Перед тем, как и формы и образы исчезли и все сожрала пустота вечности.
Прощанием с красками, кистями, холстами и людьми, с братьями и сестрами в смерти…
Перед тем, как художник начал свой перпендикулярный потоку жизни путь…
Смерть стояла за плечом художника, и эта костлявая муза помогла ему создать работы, которые сровняли его с великими мастерами прошлого…
Да, Нуссбауму удалось, в этот последний, предсмертный период своей жизни, пусть и не классическими методами, достичь уровня классиков. Несмотря на то, что ему приходилось спешить, несмотря на погрешности и недоделки. Несмотря на наивность, неумелость, недостаток материалов и дрожащие руки…
…
Мне кажется, что искусство Нуссбаума должно особенно заинтересовать русскоязычного читателя. Русской культуре известны только словесные свидетельства жертв отечественных массовых преследований – это «Крутой маршрут» Евгении Гинзбург, «Колымские рассказы» Шаламова, «Житие протопопа Аввакума», «Воспоминания» Надежды Мандельштам, «Реквием» Анны Ахматовой, «Окаянные дни» Бунина и т. д. Исключение из этого правила – творчество Шостаковича, лучшая музыка которого была, по его словам, реквиемом по убиенным.
Пластических или живописных памятников-свидетельств почти не осталось. Потому что все конфисковывалось и уничтожалось лицемерными жестокими властями.

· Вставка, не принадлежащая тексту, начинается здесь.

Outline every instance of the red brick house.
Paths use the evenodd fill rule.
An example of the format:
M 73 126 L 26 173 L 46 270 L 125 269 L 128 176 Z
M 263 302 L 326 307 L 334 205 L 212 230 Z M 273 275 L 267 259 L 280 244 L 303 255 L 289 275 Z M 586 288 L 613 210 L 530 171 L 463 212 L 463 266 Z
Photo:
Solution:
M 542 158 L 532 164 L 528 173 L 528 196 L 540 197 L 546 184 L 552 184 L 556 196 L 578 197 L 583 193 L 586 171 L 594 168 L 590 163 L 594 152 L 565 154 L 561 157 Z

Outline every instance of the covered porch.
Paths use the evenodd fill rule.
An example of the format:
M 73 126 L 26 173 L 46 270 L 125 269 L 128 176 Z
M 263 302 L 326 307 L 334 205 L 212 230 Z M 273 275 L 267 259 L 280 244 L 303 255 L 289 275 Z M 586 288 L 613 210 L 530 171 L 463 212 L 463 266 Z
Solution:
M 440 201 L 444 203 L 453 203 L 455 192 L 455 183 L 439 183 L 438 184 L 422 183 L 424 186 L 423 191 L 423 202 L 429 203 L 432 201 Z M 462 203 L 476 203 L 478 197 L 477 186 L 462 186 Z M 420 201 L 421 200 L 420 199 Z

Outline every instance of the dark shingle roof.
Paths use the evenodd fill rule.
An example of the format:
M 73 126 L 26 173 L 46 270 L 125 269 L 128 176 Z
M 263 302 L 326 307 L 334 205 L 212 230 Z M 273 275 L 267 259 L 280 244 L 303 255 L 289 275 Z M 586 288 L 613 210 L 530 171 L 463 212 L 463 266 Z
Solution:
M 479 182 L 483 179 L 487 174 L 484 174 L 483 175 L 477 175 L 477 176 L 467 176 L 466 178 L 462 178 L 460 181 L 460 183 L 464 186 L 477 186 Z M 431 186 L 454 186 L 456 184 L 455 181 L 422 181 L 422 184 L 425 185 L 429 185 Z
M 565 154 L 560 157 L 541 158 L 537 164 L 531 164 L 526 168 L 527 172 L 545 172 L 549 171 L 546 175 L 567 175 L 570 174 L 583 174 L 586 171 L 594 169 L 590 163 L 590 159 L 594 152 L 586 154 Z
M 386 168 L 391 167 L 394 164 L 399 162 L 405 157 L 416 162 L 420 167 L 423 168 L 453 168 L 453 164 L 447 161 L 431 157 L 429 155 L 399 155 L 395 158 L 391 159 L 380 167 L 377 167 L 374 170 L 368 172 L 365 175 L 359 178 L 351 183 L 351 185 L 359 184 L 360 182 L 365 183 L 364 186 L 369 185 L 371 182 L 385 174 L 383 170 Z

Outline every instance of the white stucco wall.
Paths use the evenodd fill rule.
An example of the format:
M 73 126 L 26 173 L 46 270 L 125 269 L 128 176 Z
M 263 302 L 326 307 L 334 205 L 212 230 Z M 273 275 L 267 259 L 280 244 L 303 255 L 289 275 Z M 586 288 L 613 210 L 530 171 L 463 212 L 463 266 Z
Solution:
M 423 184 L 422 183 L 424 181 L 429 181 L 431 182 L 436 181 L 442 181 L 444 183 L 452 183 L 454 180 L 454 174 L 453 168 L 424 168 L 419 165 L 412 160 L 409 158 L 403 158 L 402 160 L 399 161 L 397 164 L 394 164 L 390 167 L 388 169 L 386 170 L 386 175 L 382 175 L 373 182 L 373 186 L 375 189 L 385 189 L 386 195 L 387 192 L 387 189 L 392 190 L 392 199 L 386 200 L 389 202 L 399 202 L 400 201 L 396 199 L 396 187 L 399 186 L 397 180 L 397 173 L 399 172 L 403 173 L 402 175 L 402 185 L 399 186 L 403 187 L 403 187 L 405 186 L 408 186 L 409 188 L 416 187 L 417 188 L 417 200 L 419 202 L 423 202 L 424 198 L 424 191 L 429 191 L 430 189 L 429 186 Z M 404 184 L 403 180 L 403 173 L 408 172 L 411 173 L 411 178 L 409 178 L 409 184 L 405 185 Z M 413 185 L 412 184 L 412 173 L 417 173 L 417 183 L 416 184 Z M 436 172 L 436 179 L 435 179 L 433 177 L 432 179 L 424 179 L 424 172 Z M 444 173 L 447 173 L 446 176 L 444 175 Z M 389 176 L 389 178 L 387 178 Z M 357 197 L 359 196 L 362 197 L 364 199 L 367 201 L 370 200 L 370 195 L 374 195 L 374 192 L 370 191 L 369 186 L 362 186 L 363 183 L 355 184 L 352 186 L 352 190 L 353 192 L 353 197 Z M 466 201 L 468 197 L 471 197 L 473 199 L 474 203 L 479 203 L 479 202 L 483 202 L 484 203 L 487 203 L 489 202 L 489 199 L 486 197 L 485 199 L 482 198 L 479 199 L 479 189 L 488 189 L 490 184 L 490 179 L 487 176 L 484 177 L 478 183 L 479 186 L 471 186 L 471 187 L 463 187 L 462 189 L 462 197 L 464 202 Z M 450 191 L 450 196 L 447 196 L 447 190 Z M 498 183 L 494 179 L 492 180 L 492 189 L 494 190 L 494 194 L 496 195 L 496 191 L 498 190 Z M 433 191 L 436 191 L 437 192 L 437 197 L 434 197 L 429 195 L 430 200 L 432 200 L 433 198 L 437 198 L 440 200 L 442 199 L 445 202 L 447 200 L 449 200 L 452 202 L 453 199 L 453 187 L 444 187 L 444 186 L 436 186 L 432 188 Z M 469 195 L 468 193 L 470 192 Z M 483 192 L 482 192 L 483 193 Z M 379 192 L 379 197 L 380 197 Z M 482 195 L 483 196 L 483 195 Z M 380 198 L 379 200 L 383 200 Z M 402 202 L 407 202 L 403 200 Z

Русского художника почти всегда тянуло или в помпезный, ложный историзм (Суриков), или к березкам (Левитан) или прямо к Богу в рай (иконы). Редкие, не пошлые, мастера-реалисты рисовали, конечно, горькую русскую правду («Тройка» Василия Перова – куда более точный образ России, чем гоголевская «Тройка».) Но мастера эти еще до революции были оттеснены куда более привлекательным, сладко-декадентским Миром искусства, бесчеловечным конструктивизмом и лестным для неумеек и шарлатанов абстракционизмом…
Послереволюционное советское искусство было, за редчайшими исключениями, настолько лживо и подло, что о нем и говорить противно. Особенно гнусно обошлась и советская власть и советское искусство с жертвами фашизма и сталинизма. Последних для него просто не существовало. А первых – или заделывали героями-памятниками вроде Зои Космодемьянской или злобно не замечали.
Поэтому жертвы в России как бы и образа не имеют. Они – кости, тени, призраки. Мертвяки. С которыми власти-последыши до сих пор ведут особую, подлую войну, чтобы они – не дай Бог – не воскресли и не потребовали наказать миллионы здравствующих палачей и доносчиков или их отпрысков…
Чтобы они не показали свои раны, свои кости новым начальничкам и оболваненному населению…
Общественное лицемерие, презрительное равнодушие к жертвам, повальная жестокость, распространившиеся как чума в современной России, в сочетании с вконец дезориентированным искусством – гарантии того, что жертвы останутся тенями.